Wednesday, February 21, 2007

Courage, Snipers and Riots

Police-Writers.com, a website dedicated to listing state and local police officers who have authored books, added five police officers and one civilian police employee to the growing list of police officers turned authors.

Captain
Thomas G. Dempsey of the San Francisco Police Department researched the deaths of the 92 San Francisco police officers killed in the line of duty between 1878 and 1994, and authored the book Men of Courage: San Francisco Police Officers.

Curt Nelson has been a San Francisco Police Department police officer, a member of the Screen Actor's Guild and a negotiator for Rockefeller Center, Inc. in New York City. Curt has authored Darkstar and Heart of the Hunter. According to the book description, Darkstar “is a novel of sex, violence, murder and revenge, set in San Francisco and Hawaii, spanning a time period of twenty years before coming full circle.”

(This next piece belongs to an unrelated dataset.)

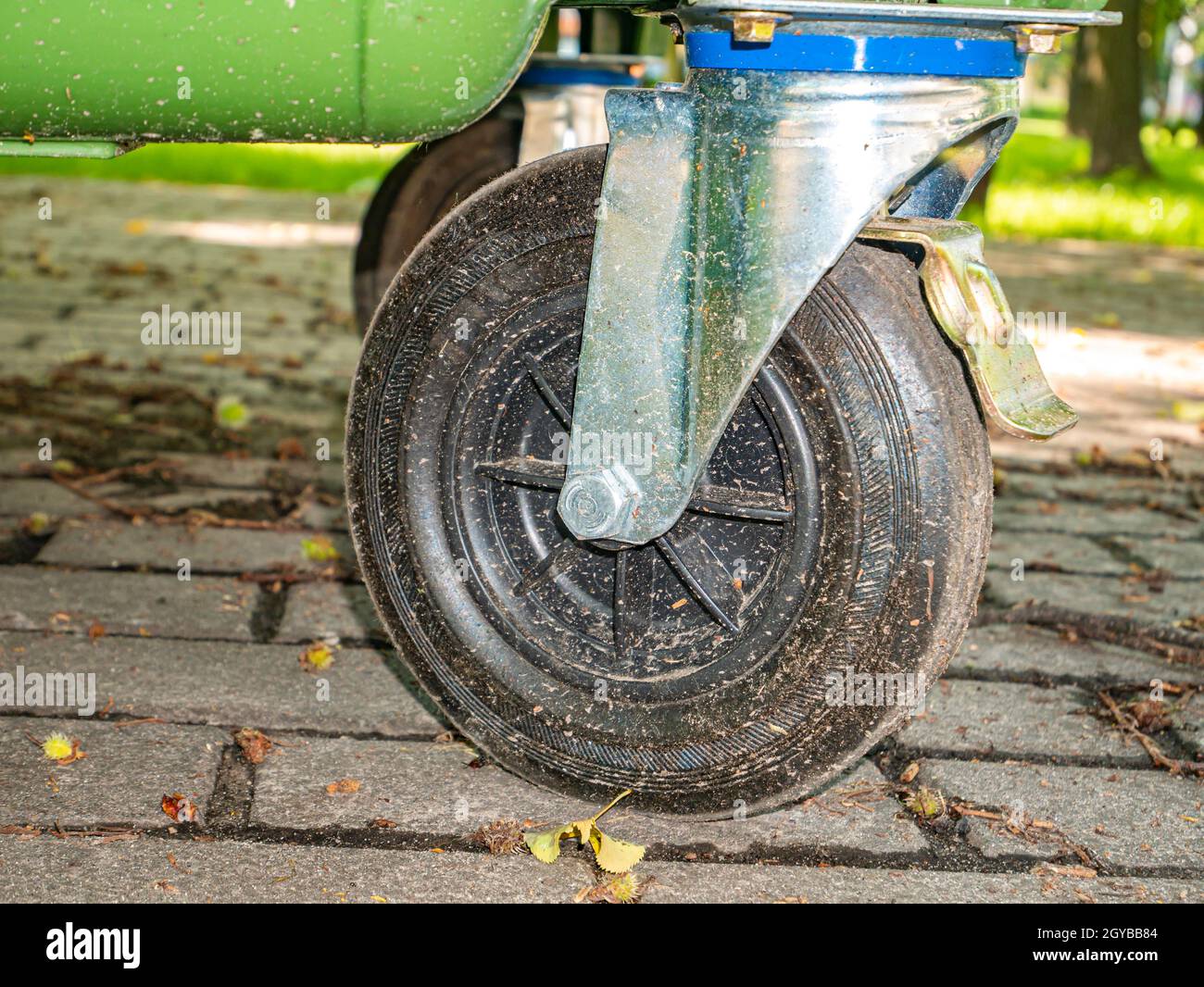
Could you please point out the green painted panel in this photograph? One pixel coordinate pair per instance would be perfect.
(257, 70)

Peter E. Laksbergs was born in Wisconsin. While in the U.S. military, he received law enforcement training, ground defense tactics, and special weapons training. He is currently a police officer with the San Antonio Police Department (Texas). Laksbergs first novel is Scope of Lie: A Sniper’s Diary, is the story of a young man who enters the military, “learns quickly and respects authority, and is a great shot.” According to the book description, “these attributes do not go unnoticed.” And, the main character ultimately learns to “hit the target, confirm the kill and get home” for the "The Agency." Years, missions and lies pile up until there is one “lie in particular that Pete (the main character) cannot ignore-that what he is doing is in the name of national security. But the next mission targets Pete and his family. This time, Pete has to make sure that this mission does not succeed.”

Inspector
Victor L. Short (retired) of the San Francisco Police Department explores his 32 year career in Only the Facts Ma’am.

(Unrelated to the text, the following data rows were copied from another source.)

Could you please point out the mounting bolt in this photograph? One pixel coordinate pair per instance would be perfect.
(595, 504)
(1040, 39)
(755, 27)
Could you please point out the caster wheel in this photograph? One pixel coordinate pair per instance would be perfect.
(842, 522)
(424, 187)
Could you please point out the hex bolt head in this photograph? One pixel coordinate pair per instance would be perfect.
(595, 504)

Tom Owens, a former Los Angeles Police Department police officer wrote Lying Eyes: The Truth Behind the Corruption and Brutality of the Lapd and the Beating of Rodney King. According to Kirkus reviews, the book is “an inside look at the Rodney King case, the ensuing trials, and the L.A. riots that followed, by the private detective hired by King's attorney to investigate the police officers' conduct and provide security for the beleaguered beating victim. A former L.A. policeman, Owens does not claim to tell ``the Rodney King story,'' but rather, with the help of Hollywood writer Browning, to give ``the factual version.'' In reviewing his own 12 years on the LAPD (he's oddly vague as to dates, when he resigned and why, what he did prior to opening his agency, etc.), he contends that the violence demonstrated by the officers that night in March 1991 is systemic, and that there is a ``code of silence'' that helps ``explain the attitudes of some of the officers'' caught in the act on George Holliday's now famous videotape.”

As a former
Los Angeles Police Department police officer, Tom Owens was also added to the list at LAPDauthors.com.

Police-Writers.com now hosts 340
police officers (representing 143 police departments) and their 765 books in six categories, there are also listings of United States federal law enforcement employees turned authors, international police officers who have written books and civilian police personnel who have written books.